Updated protocol Support

Wireshark’s strength has always been its breadth of protocol coverage, and 4.4.8 refines that portfolio. Existing dissectors for ASTERIX, DLT, DNP 3.0, DOF, DTLS, ETSI CAT, Gryphon, IPsec, ISObus VT, Kerberos 5, MBIM, RTCP, SLL, STCSIG, TETRA, UDS and URL-encoded form data have been enhanced for greater accuracy and resilience.

As usual, each improvement filters downstream to command-line sibling TShark and to scripts that rely on the same dissection engine.

Capture-file handling has inched forward as well: the pcapng reader now tolerates corner cases that previously yielded malformed-file errors, ensuring analysts can load traces produced by an even wider variety of capture tools without manual cleaning.

The 4.4.x branch has been unusually busy since its debut in late 2024. Earlier point releases patched security vulnerabilities (such as CVE-2025-5601), introduced automatic profile switching, and overhauled graphing dialogs.

By contrast, 4.4.8 plays the steadying hand, consolidating months of feedback from enterprise users, packet-analysis instructors and OSS-Fuzz automation to deliver a smoother daily-driver build while the development team advances the forthcoming 4.6 feature release.

Source code and installers for Windows, macOS, and multiple Linux distributions can be downloaded immediately from the Download Page.

Most mainstream Unix and Linux vendors are expected to push 4.4.8 packages to their repositories within days; users impatient for the fixes can build from source or use the official community PPA and Homebrew taps.

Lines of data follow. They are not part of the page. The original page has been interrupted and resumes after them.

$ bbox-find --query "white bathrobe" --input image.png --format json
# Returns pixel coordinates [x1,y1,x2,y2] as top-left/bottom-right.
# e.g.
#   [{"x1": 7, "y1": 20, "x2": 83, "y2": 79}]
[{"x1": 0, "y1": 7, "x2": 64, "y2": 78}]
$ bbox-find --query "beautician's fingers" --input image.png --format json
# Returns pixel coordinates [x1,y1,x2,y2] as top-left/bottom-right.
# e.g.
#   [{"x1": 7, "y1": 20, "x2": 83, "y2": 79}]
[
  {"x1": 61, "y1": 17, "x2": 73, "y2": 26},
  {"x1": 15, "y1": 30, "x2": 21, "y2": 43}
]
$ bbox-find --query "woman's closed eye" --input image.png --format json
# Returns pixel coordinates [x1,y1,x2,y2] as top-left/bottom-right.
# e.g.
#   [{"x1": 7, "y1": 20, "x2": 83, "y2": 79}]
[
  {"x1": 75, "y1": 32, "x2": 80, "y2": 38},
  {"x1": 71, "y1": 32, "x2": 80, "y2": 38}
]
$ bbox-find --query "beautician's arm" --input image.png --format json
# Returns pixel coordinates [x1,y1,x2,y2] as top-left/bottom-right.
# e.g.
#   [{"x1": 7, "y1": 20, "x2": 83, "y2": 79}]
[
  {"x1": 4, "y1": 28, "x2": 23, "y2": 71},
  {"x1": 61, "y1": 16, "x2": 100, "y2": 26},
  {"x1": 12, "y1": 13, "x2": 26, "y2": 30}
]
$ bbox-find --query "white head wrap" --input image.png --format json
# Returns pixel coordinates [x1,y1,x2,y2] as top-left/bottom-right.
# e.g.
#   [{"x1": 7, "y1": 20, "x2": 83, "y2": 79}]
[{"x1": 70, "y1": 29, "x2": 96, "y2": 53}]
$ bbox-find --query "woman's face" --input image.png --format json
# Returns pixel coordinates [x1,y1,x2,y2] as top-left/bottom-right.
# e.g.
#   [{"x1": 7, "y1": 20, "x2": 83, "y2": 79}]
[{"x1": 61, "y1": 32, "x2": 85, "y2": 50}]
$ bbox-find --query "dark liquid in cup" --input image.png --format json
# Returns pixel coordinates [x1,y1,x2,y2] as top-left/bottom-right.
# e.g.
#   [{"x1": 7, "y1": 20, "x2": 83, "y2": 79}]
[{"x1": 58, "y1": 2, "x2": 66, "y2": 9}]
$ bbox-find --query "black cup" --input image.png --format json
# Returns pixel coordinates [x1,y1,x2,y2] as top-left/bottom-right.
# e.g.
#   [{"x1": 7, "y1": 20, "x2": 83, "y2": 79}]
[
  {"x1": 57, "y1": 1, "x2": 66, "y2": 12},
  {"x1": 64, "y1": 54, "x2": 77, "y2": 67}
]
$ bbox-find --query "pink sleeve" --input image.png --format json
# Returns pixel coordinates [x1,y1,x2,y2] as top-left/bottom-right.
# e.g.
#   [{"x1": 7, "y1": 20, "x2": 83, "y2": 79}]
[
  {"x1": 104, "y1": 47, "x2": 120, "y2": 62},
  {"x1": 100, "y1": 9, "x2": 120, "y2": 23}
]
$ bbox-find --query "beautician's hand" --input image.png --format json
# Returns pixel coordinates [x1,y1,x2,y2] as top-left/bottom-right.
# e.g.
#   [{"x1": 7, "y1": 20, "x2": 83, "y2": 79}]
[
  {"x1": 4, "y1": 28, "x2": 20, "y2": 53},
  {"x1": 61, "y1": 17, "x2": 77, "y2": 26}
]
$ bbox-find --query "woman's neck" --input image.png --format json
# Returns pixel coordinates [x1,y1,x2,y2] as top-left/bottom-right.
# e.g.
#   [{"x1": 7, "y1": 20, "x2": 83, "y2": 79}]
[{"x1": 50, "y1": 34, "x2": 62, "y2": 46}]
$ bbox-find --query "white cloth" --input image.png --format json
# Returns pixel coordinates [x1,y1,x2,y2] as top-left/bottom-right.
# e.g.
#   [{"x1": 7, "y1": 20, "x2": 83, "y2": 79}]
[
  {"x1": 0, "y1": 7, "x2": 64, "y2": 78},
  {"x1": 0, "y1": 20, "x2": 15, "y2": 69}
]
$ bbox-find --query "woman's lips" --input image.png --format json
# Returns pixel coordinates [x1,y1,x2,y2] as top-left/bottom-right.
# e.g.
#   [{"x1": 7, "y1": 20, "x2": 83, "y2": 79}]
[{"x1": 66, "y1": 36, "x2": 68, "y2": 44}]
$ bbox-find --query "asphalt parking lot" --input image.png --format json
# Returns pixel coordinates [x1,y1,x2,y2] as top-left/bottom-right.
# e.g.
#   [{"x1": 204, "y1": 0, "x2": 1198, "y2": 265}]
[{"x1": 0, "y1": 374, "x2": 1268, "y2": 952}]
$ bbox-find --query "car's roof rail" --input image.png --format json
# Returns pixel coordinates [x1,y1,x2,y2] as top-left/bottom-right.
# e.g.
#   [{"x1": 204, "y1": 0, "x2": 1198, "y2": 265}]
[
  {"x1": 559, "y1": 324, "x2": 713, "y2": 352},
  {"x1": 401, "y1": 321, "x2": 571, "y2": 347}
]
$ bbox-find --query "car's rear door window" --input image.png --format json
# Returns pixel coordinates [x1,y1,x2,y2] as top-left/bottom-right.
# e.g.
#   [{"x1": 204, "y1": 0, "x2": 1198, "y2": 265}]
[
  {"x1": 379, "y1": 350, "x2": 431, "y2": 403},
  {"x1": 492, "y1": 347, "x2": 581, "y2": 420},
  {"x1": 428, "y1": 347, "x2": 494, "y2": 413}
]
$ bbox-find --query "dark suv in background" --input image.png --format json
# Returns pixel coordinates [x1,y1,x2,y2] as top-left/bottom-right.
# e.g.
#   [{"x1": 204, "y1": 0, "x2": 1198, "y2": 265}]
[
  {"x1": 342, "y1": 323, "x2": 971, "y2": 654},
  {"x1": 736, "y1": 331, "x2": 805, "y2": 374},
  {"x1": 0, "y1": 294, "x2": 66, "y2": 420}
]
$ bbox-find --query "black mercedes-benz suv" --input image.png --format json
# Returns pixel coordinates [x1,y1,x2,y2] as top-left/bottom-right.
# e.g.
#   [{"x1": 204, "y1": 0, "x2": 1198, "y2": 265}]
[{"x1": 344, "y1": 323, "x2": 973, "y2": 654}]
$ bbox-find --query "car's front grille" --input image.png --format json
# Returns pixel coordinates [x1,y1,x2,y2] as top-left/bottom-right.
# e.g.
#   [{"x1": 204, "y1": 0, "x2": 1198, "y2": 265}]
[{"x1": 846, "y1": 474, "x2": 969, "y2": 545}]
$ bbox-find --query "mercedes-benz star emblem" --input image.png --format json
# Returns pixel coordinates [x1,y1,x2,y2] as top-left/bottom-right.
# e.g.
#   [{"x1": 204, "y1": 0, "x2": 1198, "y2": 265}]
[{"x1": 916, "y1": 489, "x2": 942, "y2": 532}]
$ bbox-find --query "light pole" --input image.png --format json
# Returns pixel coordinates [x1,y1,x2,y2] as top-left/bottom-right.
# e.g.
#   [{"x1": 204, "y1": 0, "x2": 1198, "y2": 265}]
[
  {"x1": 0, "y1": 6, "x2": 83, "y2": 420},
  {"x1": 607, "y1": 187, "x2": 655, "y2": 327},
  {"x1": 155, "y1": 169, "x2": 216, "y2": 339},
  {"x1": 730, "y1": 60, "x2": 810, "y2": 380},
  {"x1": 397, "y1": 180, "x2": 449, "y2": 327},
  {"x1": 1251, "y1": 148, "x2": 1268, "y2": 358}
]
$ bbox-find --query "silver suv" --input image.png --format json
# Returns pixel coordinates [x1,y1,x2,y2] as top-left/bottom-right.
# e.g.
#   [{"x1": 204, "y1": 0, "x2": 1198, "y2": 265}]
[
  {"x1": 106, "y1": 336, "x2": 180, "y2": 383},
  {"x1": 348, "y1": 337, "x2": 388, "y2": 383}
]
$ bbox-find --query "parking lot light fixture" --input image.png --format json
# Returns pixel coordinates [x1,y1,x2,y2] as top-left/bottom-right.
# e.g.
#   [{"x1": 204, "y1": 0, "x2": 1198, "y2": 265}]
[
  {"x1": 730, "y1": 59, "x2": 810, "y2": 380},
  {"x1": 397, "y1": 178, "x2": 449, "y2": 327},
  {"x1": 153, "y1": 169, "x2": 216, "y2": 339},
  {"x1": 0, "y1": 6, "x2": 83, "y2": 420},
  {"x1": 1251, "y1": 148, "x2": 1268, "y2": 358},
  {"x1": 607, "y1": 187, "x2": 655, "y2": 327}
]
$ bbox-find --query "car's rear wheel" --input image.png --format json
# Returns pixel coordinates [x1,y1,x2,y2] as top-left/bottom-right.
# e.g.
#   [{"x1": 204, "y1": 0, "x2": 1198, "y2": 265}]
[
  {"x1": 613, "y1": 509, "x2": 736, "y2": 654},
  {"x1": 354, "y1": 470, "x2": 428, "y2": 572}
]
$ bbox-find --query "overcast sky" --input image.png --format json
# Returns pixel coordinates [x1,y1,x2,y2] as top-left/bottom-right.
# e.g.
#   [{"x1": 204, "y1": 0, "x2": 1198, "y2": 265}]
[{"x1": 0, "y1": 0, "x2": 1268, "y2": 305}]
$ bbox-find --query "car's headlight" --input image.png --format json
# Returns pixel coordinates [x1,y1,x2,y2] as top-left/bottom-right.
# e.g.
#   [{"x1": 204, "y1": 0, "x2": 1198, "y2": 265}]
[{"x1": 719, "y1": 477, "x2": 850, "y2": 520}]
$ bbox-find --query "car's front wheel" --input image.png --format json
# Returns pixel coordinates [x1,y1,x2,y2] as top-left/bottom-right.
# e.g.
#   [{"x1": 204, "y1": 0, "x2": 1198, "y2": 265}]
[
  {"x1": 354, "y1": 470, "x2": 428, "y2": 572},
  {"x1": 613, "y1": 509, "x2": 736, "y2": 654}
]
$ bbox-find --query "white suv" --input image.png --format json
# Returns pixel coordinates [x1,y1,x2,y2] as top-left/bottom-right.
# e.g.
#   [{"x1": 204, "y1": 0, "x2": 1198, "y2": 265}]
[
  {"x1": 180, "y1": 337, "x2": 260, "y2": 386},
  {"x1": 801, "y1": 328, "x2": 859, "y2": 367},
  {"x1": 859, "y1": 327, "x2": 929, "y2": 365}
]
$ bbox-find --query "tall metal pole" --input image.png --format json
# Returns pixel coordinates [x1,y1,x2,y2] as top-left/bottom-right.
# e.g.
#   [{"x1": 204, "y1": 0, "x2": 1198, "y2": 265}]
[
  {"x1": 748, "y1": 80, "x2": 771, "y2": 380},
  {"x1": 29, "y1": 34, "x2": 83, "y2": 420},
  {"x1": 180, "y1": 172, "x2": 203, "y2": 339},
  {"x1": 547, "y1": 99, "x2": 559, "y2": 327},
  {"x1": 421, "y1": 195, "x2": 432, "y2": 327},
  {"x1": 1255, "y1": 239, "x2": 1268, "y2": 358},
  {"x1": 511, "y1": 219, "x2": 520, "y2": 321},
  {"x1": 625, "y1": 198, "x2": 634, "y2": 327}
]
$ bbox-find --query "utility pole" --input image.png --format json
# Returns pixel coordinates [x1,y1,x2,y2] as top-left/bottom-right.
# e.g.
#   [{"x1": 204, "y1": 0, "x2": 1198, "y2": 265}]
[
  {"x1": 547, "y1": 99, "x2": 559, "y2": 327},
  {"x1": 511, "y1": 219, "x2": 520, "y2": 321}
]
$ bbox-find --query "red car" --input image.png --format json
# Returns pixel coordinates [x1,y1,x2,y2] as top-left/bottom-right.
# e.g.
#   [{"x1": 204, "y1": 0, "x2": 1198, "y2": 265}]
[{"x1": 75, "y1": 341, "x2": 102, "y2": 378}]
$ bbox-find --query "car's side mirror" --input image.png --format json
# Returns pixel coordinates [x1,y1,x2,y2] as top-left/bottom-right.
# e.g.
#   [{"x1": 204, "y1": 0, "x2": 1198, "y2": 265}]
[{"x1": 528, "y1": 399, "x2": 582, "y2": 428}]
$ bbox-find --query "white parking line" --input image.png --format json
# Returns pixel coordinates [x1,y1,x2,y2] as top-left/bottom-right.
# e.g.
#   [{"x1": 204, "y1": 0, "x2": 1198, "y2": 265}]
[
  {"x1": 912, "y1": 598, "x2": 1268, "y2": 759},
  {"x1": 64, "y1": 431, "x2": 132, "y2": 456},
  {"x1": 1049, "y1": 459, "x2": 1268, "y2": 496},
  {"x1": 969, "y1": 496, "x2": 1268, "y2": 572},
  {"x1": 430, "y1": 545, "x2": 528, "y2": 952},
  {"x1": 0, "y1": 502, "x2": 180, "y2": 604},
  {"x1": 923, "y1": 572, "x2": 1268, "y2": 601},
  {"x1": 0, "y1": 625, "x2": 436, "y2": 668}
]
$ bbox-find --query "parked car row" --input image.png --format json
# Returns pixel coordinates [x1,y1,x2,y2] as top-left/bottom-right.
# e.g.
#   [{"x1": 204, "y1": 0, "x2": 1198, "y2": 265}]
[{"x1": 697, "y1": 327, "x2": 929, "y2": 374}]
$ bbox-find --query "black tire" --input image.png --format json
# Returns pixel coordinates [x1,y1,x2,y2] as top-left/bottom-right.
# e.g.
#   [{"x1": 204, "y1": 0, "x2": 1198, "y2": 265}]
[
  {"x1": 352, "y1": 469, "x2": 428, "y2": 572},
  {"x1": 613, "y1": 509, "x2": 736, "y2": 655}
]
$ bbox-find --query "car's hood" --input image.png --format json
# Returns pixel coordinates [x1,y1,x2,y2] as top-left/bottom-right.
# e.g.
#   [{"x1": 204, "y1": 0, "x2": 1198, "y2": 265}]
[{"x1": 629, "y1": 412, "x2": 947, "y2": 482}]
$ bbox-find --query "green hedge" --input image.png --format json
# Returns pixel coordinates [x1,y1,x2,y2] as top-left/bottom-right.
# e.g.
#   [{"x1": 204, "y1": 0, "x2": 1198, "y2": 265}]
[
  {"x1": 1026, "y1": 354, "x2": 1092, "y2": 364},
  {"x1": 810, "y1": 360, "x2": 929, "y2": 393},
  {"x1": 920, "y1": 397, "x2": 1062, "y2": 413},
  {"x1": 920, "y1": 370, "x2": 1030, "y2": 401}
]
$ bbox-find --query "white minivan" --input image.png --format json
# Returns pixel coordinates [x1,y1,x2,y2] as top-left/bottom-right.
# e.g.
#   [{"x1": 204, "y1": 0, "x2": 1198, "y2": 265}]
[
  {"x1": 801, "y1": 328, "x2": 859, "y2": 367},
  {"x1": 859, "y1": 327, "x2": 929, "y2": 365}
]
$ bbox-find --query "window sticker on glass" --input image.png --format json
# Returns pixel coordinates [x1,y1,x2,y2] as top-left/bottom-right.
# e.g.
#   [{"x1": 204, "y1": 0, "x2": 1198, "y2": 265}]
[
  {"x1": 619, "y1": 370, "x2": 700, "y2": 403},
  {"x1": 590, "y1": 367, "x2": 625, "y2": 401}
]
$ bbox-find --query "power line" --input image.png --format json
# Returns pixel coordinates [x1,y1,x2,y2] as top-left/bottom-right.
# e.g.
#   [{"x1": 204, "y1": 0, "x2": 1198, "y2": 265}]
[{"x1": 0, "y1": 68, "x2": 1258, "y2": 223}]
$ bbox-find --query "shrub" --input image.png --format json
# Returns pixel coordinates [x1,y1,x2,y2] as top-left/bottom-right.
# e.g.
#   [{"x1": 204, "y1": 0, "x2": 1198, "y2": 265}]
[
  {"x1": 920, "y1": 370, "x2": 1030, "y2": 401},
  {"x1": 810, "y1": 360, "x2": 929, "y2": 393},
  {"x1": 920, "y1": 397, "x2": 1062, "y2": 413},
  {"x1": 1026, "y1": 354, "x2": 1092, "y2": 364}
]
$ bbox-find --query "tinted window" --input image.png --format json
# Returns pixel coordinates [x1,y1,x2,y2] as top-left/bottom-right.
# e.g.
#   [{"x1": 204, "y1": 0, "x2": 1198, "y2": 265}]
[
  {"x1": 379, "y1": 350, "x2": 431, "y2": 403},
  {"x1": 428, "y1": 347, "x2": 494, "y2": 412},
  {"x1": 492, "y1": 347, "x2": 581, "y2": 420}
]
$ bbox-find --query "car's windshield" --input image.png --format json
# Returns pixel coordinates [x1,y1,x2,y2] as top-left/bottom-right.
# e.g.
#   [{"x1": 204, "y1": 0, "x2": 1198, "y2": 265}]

Wireshark is maintained by a small non-profit foundation that relies heavily on corporate sponsorships and individual contributions. The team encourages users who benefit from this release to give back, whether through code, protocol sample captures, documentation edits, or financial donations.

The release may not carry headline-grabbing features, but by eliminating crashes, removing decoding blind spots, and future-proofing critical timestamps, it sharpens the tool many practitioners open first when a packet-level mystery needs solving.